Madame Saal, haut fonctionnaire du ministère de la culture a été pénalement poursuivie pour avoir fait supporter au budget de son ministère de l’ordre de 23.000€ de frais de taxis, dans chacun de ses deux emplois successifs qu’elle a occupés d’abord au Centre Pompidou puis à l’INA. Il importe, au surplus, de préciser qu’une partie des frais concerne des trajets effectués par son fils, ses deux filles et sa tante et qu’elle-même disposait d’une voiture et d’un chauffeur.
Dans un entretien dont il a été longuement expliqué qu’il était le premier et serait le seul donné par Madame Saal relativement aux ennuis judiciaires qui ont été les siens, celle-ci, après avoir dénoncé la longueur, la dureté et la violence de l’épreuve qui lui était infligée qualifiée de « peut-être disproportionnée », assurait qu’ayant commis une faute qu’elle avait reconnue, elle l’avait assumée et « payée très cher » et demandait qu’on l’autorise à tourner la page, à clore ce chapitre.
On peut comprendre qu’elle aspire à cela. Pour tous ceux qui ont une certaine responsabilité dans le rendu et l’appréciation de la justice pénale dans ce pays ce serait, cependant, inconséquent tant cette affaire continue à poser de questions.
Il arrive fréquemment qu’on demande à la justice beaucoup plus que ce qu’elle ne peut faire, notamment quand on veut lui faire jouer un rôle d’exorcisme permettant de faire un deuil de faits parfois beaucoup trop anciens et qui de toute façon ne peuvent s’effacer par une simple procédure.
Mais il y a un rôle que la justice pénale peut et doit remplir, c’est un rôle pédagogique amenant, l’auteur des faits, les citoyens et enfin les spécialistes du droit pénal à comprendre comment une affaire a été traitée. Or de ce point de vue l’affaire Saal, dont le jugement n’a pas été compris par son sujet est totalement incompréhensible pour les tiers.
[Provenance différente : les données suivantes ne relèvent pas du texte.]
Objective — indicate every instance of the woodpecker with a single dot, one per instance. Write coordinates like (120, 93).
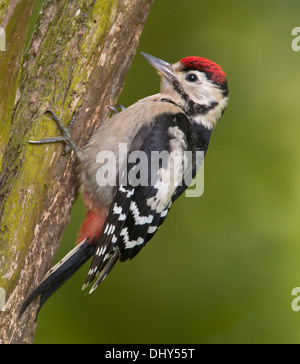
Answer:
(123, 216)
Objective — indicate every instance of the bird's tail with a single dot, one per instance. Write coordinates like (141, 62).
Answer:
(60, 273)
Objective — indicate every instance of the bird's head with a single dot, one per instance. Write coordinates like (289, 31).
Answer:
(196, 84)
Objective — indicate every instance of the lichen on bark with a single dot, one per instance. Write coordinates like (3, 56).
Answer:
(77, 60)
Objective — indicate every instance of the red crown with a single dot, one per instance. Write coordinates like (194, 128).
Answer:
(215, 72)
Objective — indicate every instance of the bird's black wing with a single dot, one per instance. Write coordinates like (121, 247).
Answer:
(144, 197)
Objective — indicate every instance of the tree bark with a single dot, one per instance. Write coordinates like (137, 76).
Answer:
(77, 60)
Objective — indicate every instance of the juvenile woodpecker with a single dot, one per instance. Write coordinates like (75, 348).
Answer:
(122, 216)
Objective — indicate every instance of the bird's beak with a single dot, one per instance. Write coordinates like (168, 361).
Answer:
(161, 66)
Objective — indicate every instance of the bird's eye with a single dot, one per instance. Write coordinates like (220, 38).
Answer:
(191, 77)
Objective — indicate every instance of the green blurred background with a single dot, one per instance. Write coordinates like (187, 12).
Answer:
(222, 267)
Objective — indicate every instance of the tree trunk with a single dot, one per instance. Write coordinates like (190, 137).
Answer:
(77, 60)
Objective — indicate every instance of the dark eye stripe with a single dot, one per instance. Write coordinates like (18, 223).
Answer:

Que les sanctions qui lui ont été infligées n’aient pas été comprises par Madame Saal est évident, au vue de ses déclarations. Celle-ci ayant démontré qu’elle avait quelque mal avec le calcul on ne lui fera pas l’injure supplémentaire de croire qu’elle ne sait pas lire. Et pourtant le texte de l’article 432-15 du Code pénal est lumineux lorsqu’il déclare que : « Le fait, par une personne dépositaire de l’autorité publique ou chargée d’une mission de service public… de … soustraire un acte ou un titre, ou des fonds publics ou privés…ou tout autre objet qui lui a été remis en raison de ses fonctions ou de sa mission, est puni de dix ans d’emprisonnement et d’une amende de 1.000.000€, dont le montant peut être porté au double du produit de l’infraction ». Cet article traduit, en effet, la gravité de l’infraction reprochée qui s’exprime ici moins par la nature ou la valeur des objets détournés (qu’on ne considère éventuellement que pour augmenter l’amende) que par la personnalité de son auteur agent public profitant de sa situation pour soustraire ce qui lui a été confié pour accomplir ladite mission. Ce délit appartient, en effet, à la plus grave des catégories de délits, dix ans d’emprisonnement étant le maximum possible des peines correctionnelles. En outre, l’amende prévue échappe aux règles habituelles de fixation des amendes par le Code pénal (en principe 15.000€ par tranche d’un an d’emprisonnement) pour atteindre 1.000.000€ au lieu des 150.000 qui résulteraient du calcul classique. Enfin, autre marque de sa gravité, elle fait partie des infractions qui peuvent relever de la compétence du Procureur de la République financier.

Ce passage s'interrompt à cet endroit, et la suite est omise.